EUA detém 99,6% da importação brasileira de dormentes ferroviários de madeira, com HHI de 0,991 e apenas 2 parceiros ativos em Jan-Abr 2026.
O Brasil importou US$ 6,8 mi em dormentes de madeira para vias férreas e similares (SH4 4406) no acumulado de janeiro a abril de 2026 — e 99,6% desse valor veio de um único parceiro: os Estados Unidos. Apenas dois países registraram fluxo positivo no período, e o segundo respondeu por menos de meio ponto percentual do total. O índice HHI calculado para esse mercado é de 0,991, o valor mais próximo do máximo absoluto que um índice de concentração pode atingir.

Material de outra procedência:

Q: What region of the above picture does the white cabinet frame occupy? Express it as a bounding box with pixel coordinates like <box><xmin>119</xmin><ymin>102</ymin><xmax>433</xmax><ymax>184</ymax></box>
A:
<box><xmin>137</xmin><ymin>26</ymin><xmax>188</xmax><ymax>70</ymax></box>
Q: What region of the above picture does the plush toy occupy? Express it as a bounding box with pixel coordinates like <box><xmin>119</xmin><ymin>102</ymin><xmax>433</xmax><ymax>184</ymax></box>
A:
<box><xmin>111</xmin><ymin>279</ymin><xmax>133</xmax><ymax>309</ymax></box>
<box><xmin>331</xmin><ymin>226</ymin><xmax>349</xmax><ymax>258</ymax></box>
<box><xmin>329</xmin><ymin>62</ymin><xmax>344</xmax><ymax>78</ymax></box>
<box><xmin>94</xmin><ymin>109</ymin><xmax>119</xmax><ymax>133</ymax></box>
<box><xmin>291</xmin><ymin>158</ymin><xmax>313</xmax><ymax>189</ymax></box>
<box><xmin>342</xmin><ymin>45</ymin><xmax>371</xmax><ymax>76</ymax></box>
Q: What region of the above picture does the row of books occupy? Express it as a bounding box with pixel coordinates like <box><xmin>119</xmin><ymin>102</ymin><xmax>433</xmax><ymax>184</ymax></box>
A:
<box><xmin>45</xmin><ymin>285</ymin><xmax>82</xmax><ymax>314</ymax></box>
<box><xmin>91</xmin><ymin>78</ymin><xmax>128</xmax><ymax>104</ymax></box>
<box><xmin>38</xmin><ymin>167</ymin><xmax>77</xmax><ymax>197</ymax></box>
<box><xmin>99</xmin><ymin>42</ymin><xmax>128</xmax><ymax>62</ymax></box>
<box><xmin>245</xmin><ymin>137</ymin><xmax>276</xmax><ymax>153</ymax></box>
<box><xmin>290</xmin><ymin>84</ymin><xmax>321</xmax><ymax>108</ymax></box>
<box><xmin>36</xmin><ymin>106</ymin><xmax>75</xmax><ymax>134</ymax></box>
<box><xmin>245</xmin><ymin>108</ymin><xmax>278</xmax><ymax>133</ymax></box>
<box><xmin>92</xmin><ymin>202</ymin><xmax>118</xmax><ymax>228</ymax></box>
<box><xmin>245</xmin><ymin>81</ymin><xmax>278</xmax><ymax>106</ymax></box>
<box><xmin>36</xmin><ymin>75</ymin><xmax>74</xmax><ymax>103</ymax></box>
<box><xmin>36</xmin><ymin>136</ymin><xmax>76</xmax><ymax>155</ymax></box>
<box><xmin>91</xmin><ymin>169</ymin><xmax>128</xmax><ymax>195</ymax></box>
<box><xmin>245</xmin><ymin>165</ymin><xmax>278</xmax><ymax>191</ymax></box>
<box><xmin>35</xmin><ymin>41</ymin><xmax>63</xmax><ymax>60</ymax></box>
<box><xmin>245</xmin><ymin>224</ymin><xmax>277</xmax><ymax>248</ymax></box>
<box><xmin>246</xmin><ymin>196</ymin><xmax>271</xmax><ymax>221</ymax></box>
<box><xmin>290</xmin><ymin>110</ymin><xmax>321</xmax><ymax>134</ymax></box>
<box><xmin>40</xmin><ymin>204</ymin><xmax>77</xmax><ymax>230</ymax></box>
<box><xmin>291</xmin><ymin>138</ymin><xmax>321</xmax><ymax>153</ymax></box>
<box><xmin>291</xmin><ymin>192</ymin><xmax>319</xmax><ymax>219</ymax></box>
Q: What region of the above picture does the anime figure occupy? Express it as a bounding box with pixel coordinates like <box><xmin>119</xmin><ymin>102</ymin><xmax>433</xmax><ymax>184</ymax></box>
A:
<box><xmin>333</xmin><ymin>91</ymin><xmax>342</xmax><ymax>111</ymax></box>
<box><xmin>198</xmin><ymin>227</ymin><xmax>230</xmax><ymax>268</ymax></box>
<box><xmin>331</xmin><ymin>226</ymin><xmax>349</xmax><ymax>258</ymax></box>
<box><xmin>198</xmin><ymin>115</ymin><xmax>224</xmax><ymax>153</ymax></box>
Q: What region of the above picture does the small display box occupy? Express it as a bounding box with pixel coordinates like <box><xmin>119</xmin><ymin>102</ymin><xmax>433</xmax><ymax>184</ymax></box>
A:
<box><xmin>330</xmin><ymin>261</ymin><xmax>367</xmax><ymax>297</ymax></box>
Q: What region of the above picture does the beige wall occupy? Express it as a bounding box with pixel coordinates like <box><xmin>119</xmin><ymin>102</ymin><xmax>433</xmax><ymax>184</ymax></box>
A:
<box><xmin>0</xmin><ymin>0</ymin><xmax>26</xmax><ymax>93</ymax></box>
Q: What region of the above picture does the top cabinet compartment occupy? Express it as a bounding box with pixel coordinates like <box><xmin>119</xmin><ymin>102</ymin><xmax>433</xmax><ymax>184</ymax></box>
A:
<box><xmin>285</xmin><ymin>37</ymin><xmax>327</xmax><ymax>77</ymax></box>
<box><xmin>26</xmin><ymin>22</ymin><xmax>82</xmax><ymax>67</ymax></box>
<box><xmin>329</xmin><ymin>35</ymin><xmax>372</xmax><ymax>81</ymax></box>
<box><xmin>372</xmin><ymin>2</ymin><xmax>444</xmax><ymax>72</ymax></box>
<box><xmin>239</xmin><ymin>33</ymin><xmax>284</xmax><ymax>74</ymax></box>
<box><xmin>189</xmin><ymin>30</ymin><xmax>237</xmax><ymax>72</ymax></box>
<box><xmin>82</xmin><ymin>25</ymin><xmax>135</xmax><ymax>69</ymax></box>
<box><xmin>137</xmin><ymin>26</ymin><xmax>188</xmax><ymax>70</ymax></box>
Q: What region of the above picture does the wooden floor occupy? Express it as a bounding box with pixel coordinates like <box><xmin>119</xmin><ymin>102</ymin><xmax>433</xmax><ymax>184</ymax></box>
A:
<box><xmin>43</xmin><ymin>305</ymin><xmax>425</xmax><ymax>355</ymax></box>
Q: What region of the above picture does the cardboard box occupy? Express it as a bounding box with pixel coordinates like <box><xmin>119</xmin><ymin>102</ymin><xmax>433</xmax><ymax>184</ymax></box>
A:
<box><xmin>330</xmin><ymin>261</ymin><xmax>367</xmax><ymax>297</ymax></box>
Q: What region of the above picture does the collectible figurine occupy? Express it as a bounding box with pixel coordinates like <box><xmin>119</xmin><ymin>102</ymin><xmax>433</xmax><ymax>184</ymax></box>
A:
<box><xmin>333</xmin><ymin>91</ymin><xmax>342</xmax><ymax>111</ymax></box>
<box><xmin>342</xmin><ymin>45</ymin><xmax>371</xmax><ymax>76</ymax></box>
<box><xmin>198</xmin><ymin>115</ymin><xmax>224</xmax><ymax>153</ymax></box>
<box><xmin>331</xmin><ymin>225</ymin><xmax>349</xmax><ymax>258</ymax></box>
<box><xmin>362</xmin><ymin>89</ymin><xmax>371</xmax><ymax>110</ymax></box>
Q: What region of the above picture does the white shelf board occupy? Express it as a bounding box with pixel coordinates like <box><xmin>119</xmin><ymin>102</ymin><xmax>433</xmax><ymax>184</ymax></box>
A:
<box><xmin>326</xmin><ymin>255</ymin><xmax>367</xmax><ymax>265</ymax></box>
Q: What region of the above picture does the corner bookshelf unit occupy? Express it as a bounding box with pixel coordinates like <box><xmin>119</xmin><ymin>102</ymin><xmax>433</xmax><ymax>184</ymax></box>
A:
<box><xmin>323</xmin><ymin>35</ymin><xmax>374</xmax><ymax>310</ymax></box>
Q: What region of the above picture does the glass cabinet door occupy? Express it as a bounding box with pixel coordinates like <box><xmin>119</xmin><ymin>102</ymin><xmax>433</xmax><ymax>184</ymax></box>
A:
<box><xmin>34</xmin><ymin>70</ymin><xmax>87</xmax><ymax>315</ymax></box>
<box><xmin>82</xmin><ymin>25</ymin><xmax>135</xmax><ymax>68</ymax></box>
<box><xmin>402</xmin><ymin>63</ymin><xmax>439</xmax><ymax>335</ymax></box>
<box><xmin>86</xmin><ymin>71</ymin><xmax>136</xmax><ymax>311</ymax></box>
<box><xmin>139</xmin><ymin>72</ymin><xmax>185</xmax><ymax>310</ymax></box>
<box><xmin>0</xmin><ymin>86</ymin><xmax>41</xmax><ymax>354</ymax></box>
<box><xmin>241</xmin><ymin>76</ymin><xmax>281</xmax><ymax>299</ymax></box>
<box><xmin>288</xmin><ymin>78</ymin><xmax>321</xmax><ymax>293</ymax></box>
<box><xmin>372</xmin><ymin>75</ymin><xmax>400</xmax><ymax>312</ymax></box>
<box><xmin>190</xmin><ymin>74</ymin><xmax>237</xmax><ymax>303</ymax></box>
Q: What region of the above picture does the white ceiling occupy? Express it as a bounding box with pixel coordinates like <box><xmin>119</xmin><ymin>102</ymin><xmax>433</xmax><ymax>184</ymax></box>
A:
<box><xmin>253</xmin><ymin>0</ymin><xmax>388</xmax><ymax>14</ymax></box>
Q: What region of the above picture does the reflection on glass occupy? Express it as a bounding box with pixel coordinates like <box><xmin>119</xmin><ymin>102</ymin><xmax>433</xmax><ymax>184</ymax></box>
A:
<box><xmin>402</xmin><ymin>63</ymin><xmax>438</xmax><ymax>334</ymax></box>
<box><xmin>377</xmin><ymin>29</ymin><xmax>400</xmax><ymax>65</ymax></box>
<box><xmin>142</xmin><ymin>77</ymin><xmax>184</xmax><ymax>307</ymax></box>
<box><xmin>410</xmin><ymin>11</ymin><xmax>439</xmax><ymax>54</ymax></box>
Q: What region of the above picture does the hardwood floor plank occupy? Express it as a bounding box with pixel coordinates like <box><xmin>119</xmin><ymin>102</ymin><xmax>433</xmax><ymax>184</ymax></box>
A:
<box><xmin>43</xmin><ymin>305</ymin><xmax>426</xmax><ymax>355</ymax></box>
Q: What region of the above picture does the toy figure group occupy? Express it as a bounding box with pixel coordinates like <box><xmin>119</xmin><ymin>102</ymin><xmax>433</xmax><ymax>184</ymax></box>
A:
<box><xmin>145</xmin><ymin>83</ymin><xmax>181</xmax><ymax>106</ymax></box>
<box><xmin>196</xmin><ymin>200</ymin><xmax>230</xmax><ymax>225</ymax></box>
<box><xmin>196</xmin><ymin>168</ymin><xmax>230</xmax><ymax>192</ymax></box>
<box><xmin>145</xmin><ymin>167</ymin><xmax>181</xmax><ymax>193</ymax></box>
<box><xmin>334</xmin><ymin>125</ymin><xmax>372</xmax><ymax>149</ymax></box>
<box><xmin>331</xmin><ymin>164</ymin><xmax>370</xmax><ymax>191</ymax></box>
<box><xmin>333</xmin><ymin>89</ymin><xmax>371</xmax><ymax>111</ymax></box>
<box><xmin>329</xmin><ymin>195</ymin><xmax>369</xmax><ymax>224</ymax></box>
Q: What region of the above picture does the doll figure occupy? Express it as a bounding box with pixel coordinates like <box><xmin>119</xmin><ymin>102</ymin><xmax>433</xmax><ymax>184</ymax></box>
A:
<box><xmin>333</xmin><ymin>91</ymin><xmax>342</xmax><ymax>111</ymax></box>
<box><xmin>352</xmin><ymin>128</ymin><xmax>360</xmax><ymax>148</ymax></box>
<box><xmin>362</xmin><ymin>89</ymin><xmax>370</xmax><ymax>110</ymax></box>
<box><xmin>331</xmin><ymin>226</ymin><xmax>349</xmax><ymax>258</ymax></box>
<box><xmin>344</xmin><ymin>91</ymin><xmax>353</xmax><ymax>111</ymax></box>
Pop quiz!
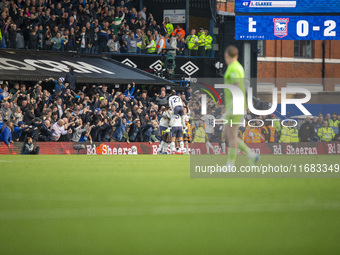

Dormentes ferroviários de madeira são insumos de infraestrutura: ficam enterrados sob trilhos, suportam carga dinâmica de composições pesadas e precisam resistir à pressão, umidade e variação térmica por décadas. A madeira utilizada — tipicamente hardwood tratada com creosoto ou outras soluções preservativas — precisa atender especificações técnicas rígidas que reduzem o universo de fornecedores qualificados. Nesse contexto, a concentração em um único país pode refletir tanto vantagem comparativa real (espécies adequadas, escala industrial, capacidade de certificação) quanto uma cadeia de suprimento que nunca foi diversificada porque nunca precisou.
O contraponto estrutural é o risco de single-point-of-failure. Tensões comerciais entre Brasil e Estados Unidos, oscilação brusca no câmbio ou qualquer restrição logística no principal corredor de abastecimento pode interromper o fornecimento de um insumo que não tem substituto imediato na maioria dos projetos ferroviários em andamento. Obras de infraestrutura têm cronogramas longos e janelas de compra estreitas — um atraso de 90 dias num lote de dormentes pode paralisar segmentos inteiros de obra.
O volume total de US$ 6,8 mi no quadrimestre é modesto em termos absolutos, mas o número disfarça a criticidade logística do produto. Dormentes não são commodities com mercado spot amplo; contratos tendem a ser firmados por lote de obra, com especificação técnica fechada. Isso significa que trocar de fornecedor durante a execução de um projeto não é apenas uma questão de preço — é uma renegociação técnica com potencial de atraso e sobrecusto.
Há, todavia, a leitura racional da concentração. O Brasil não é produtor relevante de hardwood tratada para fins ferroviários na escala e com a certificação exigida por contratos de infraestrutura de grande porte. Os EUA contam com florestas de madeiras duras (oak, pine tratada) e indústria instalada com histórico de fornecimento. A proximidade relativa e o volume de contratos bilaterais de infraestrutura criam uma lógica de cadeia de suprimento que, enquanto funciona, é eficiente.
A janela de comparação — janeiro a abril de 2026 versus o mesmo período de 2025 — mostra que o padrão de dependência não é novo. A estrutura de dois fornecedores com dominância americana vem se repetindo, o que sugere que importadores brasileiros têm contratos de médio prazo ativos e não estão buscando ativamente diversificação. Para projetos de infraestrutura federal, isso representa uma exposição cambial relevante: toda oscilação do dólar reprecifica diretamente o insumo.